Western Cape Tourist AttractionsHuguenot Memorial Museum
Where? Huguenot Monument, Franschhoek, Cape Winelands
How? Call +27 (0)21 876-2532
The story of the Huguenot Memorial Museum is quite fascinating, and lends the building and its contents a certain charm and intrigue. In the 1700ís, the Saasveld building was the home of Baron Willem Ferdinand van Reede van Oudtshoorn, who built it in 1791. His estate was in what is now the City Bowl of Cape Town, at the foot of Table Mountain and Signal Hill. However, in 1957, the Dutch Reformed Church won the appeal to demolish the building (to replace it with a youth hostel), despite its history and heritage ties.

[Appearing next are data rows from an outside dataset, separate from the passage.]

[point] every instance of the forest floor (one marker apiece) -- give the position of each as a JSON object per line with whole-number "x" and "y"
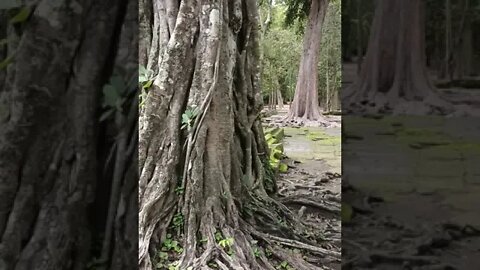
{"x": 413, "y": 183}
{"x": 314, "y": 159}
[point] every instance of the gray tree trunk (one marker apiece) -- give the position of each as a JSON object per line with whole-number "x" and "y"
{"x": 305, "y": 101}
{"x": 49, "y": 131}
{"x": 212, "y": 170}
{"x": 394, "y": 71}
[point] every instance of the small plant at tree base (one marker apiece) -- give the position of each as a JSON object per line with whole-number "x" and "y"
{"x": 171, "y": 245}
{"x": 188, "y": 118}
{"x": 145, "y": 78}
{"x": 225, "y": 243}
{"x": 284, "y": 266}
{"x": 178, "y": 222}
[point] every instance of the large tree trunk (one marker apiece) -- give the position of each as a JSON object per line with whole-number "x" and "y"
{"x": 394, "y": 71}
{"x": 50, "y": 134}
{"x": 209, "y": 175}
{"x": 305, "y": 101}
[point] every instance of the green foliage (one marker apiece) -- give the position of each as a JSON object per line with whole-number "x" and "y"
{"x": 170, "y": 244}
{"x": 188, "y": 118}
{"x": 177, "y": 222}
{"x": 274, "y": 138}
{"x": 115, "y": 94}
{"x": 145, "y": 79}
{"x": 282, "y": 49}
{"x": 7, "y": 61}
{"x": 284, "y": 266}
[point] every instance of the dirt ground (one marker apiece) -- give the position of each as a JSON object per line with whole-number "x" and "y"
{"x": 313, "y": 178}
{"x": 414, "y": 184}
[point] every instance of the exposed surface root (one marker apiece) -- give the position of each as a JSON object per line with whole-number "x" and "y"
{"x": 265, "y": 238}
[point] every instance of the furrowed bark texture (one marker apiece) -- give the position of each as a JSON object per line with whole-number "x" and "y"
{"x": 50, "y": 96}
{"x": 305, "y": 101}
{"x": 211, "y": 171}
{"x": 394, "y": 70}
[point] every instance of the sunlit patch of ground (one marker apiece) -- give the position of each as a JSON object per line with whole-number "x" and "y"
{"x": 426, "y": 169}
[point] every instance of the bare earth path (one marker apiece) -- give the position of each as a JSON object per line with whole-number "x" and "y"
{"x": 414, "y": 192}
{"x": 312, "y": 185}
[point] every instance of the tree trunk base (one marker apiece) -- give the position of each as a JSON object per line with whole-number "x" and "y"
{"x": 262, "y": 238}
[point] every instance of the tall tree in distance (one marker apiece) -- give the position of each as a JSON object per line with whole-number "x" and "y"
{"x": 305, "y": 102}
{"x": 394, "y": 73}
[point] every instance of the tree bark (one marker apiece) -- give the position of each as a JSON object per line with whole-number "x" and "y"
{"x": 305, "y": 101}
{"x": 212, "y": 172}
{"x": 49, "y": 134}
{"x": 394, "y": 71}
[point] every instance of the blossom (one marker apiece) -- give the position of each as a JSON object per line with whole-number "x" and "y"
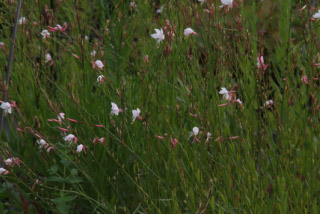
{"x": 45, "y": 34}
{"x": 48, "y": 58}
{"x": 238, "y": 101}
{"x": 93, "y": 53}
{"x": 70, "y": 137}
{"x": 136, "y": 114}
{"x": 195, "y": 131}
{"x": 159, "y": 36}
{"x": 268, "y": 103}
{"x": 305, "y": 79}
{"x": 173, "y": 142}
{"x": 225, "y": 94}
{"x": 316, "y": 15}
{"x": 227, "y": 3}
{"x": 9, "y": 162}
{"x": 189, "y": 31}
{"x": 42, "y": 143}
{"x": 133, "y": 5}
{"x": 208, "y": 136}
{"x": 99, "y": 64}
{"x": 160, "y": 10}
{"x": 22, "y": 20}
{"x": 3, "y": 171}
{"x": 260, "y": 63}
{"x": 114, "y": 109}
{"x": 100, "y": 79}
{"x": 6, "y": 107}
{"x": 80, "y": 148}
{"x": 61, "y": 116}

So, it was decided to move the entire structure, numbered brick by numbered brick, to another location. And what better spot than alongside the Huguenot Monument in the nearby village of Franschhoek? Each brick was placed precisely where it had been in the original building, which was designed by famous French architect, Louis Michel Thibault. It took ten years to complete entirely, and the museum was reopened in 1967.

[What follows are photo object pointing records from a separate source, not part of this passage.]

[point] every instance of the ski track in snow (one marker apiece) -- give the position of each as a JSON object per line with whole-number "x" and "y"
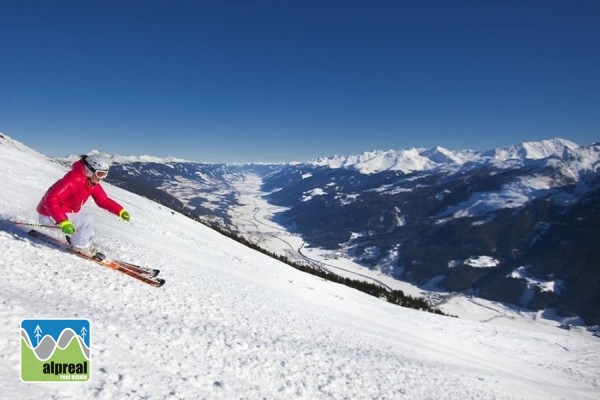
{"x": 231, "y": 323}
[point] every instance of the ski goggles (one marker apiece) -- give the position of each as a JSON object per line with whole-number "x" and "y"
{"x": 100, "y": 174}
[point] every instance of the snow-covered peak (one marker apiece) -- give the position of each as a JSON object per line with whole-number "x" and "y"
{"x": 129, "y": 159}
{"x": 233, "y": 323}
{"x": 411, "y": 160}
{"x": 532, "y": 150}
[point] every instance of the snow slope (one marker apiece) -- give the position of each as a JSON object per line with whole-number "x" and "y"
{"x": 232, "y": 323}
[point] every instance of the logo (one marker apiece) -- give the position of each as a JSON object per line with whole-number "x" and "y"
{"x": 55, "y": 350}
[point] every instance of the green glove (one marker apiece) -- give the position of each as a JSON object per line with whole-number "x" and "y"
{"x": 124, "y": 215}
{"x": 67, "y": 227}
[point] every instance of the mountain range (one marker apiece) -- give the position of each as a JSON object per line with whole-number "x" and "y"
{"x": 517, "y": 224}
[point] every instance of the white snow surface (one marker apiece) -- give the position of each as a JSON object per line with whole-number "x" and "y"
{"x": 412, "y": 160}
{"x": 231, "y": 323}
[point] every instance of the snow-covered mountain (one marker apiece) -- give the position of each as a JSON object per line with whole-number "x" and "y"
{"x": 419, "y": 215}
{"x": 415, "y": 160}
{"x": 232, "y": 323}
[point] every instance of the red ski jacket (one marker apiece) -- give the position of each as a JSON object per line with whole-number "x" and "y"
{"x": 71, "y": 192}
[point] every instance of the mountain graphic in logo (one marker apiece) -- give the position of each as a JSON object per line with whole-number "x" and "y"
{"x": 55, "y": 350}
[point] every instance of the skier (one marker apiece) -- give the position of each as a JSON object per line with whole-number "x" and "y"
{"x": 61, "y": 205}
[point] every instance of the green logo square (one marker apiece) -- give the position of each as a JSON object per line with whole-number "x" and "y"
{"x": 55, "y": 350}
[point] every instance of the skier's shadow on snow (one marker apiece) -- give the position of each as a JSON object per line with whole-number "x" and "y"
{"x": 16, "y": 231}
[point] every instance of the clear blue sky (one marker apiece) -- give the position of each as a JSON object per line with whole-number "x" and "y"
{"x": 277, "y": 80}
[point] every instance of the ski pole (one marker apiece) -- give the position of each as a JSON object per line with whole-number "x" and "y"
{"x": 30, "y": 224}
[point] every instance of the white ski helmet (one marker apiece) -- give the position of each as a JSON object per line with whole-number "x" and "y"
{"x": 96, "y": 164}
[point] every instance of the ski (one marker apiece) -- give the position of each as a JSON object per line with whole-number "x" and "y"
{"x": 146, "y": 275}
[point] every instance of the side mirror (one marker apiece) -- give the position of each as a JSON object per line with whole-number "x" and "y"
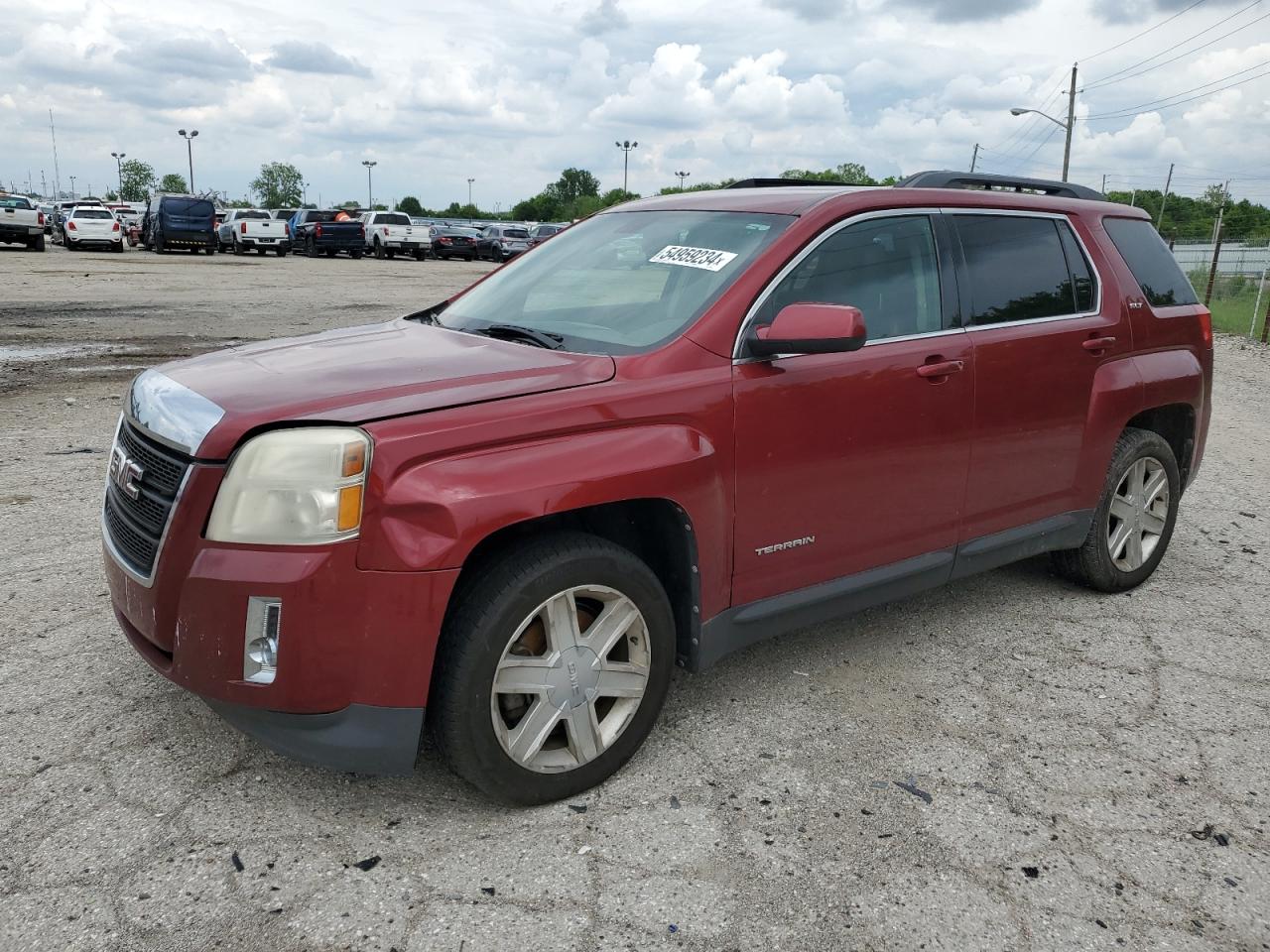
{"x": 811, "y": 329}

Today, it is open seven days a week, and offers its visitors the opportunity to learn about the French Huguenots before their arrival in South Africa, the challenges they faced getting here, their lives and customs and the effect they had on modern South African culture. The exhibition includes original silverware, furniture, bibles, and even documents. The artefacts and remnants of their lives provide such interesting peeks into what they did and how they lived, making the visit to this museum a very special, personal one.
There are lovely gardens at the Huguenot Memorial Museum, and visitors are invited to bring along a picnic basket and enjoy the loveliness of Franschhoek, which is one of the main towns of the Cape Winelands. Cape Town and all of its world-renowned tourist attractions are only about 70 kilometres away, as is the Cape Town International Airport.